This blog article provides an update on Northern Ireland public finances in the absence of fully functioning devolved government. It explains recently enacted budget legislation and notes political developments of relevance to future Northern Ireland budgets.
Westminster’s recent enactment of budget legislation
On 31 October, the United Kingdom (UK) Parliament passed the Northern Ireland Budget Act 2019 (2019 Act), accompanied by a supporting financial document. It is unusual to seek such authorisation from Westminster, and so close to the financial year-end. Under fully functioning devolution in Northern Ireland, the Executive would seek such authorisation from the Assembly. Moreover, this typically would occur each June, followed by the Assembly’s enactment of legislation. However, as a recent House of Commons Library briefing explained:
In the absence of the Northern Ireland Assembly, the [Northern Ireland Budget Bill 2019]… sets a Budget for Northern Ireland.
The 2019 Act concerns Northern Ireland’s 2019-20 Budget, but it does not change that Budget. Rather, it provides the relevant authority to release expenditure to Northern Ireland departments and other bodies (out of the Consolidated Fund – in effect the Northern Ireland bank account through which all public money flows). It also authorises departments’ use of resources and borrowing, as appropriate.
Simply stated, the 2019 Act provides funding and leaves spending decisions to departments, within their specified expenditure allocations, despite the lack of a fully functioning devolved government. In doing so, it enables ongoing public service delivery in Northern Ireland for the remainder of the current financial year, which ends on 31st March 2020.
Next year’s public purse and recent political developments
Although not directly connected to the 2019 Act, three recent political developments in the UK are worth noting here, given their relevance to Northern Ireland’s public finances in future, in particular its 2020-21 Budget. These include:
- A one-year 2019 Spending Review,
- A cancelled 2019 Autumn Budget, and
- The call for Westminster elections.
One-year Spending Review 2019
Usually a UK Spending Review sets spending ceilings for the UK Government, for a three to four year interval. The typical pattern is the UK Government announcing its proposed overall (or ‘aggregate’) spending limits; and then it deciding on Departmental allocations, following on from talks between Treasury Ministers and other ministers.

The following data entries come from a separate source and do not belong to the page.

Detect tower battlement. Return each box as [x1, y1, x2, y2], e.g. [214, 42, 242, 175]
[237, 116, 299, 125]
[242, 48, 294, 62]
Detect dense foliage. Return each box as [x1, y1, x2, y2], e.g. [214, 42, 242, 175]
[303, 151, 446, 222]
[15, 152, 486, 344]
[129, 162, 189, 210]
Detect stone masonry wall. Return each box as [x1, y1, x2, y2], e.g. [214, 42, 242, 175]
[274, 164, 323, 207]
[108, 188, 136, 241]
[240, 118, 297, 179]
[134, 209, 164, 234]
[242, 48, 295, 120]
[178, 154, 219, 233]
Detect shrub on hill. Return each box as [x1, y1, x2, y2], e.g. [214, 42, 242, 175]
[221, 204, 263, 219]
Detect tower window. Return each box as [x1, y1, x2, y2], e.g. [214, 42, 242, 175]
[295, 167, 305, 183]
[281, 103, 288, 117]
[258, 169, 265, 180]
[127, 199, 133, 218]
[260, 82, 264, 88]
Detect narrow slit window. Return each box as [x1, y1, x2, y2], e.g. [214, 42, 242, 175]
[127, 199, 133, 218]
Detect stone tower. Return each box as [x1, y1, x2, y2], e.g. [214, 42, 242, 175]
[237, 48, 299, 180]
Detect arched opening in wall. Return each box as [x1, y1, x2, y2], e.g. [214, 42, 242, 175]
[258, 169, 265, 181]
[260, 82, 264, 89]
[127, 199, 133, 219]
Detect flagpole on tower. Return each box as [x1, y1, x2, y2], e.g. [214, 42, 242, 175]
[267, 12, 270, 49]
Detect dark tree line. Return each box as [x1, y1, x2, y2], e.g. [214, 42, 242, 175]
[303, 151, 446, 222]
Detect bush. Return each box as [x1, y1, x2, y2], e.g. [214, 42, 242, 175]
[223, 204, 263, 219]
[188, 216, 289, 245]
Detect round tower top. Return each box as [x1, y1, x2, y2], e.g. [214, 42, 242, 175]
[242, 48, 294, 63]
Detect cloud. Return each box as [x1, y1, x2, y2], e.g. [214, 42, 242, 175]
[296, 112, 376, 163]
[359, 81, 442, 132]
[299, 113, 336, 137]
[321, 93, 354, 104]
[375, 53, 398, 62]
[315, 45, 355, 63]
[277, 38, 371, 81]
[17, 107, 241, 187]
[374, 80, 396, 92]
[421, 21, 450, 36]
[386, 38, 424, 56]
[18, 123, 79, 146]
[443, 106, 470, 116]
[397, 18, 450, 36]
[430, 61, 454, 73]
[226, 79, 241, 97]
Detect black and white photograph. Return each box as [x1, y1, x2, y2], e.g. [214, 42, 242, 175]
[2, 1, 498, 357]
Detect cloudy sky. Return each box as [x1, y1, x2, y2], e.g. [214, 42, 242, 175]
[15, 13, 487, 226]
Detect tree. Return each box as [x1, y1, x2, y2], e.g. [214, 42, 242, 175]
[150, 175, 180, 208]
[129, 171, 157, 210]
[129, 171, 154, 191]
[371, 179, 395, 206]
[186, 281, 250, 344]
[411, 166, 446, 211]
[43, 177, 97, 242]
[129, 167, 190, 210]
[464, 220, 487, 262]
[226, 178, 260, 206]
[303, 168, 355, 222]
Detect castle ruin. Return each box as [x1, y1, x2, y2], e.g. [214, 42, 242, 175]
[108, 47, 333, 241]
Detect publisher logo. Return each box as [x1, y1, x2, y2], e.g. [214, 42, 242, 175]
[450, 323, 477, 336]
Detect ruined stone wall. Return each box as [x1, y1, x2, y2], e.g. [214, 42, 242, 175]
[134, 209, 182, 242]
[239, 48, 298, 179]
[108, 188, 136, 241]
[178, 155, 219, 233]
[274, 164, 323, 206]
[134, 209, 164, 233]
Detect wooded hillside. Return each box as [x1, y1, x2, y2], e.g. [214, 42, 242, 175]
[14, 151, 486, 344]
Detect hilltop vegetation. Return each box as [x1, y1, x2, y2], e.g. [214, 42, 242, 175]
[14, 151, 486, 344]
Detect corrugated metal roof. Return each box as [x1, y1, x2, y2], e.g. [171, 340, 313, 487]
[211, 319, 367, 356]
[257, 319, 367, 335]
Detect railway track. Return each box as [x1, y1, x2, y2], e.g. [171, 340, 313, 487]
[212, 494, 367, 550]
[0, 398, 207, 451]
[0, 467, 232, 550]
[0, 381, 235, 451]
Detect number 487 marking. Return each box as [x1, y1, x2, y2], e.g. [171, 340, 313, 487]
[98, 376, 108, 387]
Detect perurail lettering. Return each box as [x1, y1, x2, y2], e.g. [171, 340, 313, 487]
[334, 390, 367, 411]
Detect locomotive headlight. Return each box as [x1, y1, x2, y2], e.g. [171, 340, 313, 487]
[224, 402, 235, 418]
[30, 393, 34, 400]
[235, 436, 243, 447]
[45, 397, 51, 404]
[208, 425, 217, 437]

In September 2019, the then UK Government decided to have a single, not the usual multi-year Spending Review. It apparently did this to bring financial certainty while delivering Brexit. The Chairperson of the Office of Budget Responsibility wrote to the Treasury Select Committee, explaining that Spending Round 2019 was unusual because:
…it covers only on full fiscal year (2020-21); second, the aggregate limits and departmental allocations have been announced together.
The Chairperson’s letter continued, stating that this was because the UK Government wanted to give:
…departments and the devolved administrations the financial certainty needed to focus on delivering Brexit on 31 October.
So, rather than produce a multi-year plan as usual, the Treasury produced a single-year ‘stop-gap’ Spending Round.
Nonetheless, it is worth noting that the 2019 Spending Round did deliver just over £400 million in extra spending power for Northern Ireland in 2020-21, compared to the current year. However, further legislation is required to authorise, allocate and spend that money in the next financial year; and of course, the outcome of the ongoing UK General Election (see below) could affect the amount.
Cancellation of the 2019 Autumn Budget
A further political development is the UK Chancellor’s cancellation of the Autumn Budget on 6 November 2019, due to ongoing political uncertainty arising from Brexit. It seems reasonable to think that the new Government will revisit the lack of an Autumn Budget soon after taking office.
Call for Westminster elections
At the end of October 2019, the UK Government called for a General Election and the dissolution of Westminster. Subsequent to the awaited results of the December vote, the newly elected UK Government will focus its attention on public spending and taxation, making decisions for the upcoming financial year and thereafter, while factoring in a vast array of considerations, such as Brexit and Northern Ireland political circumstances.
So for now, we pause, and await the details of Northern Ireland’s public purse for 2020-21 and beyond.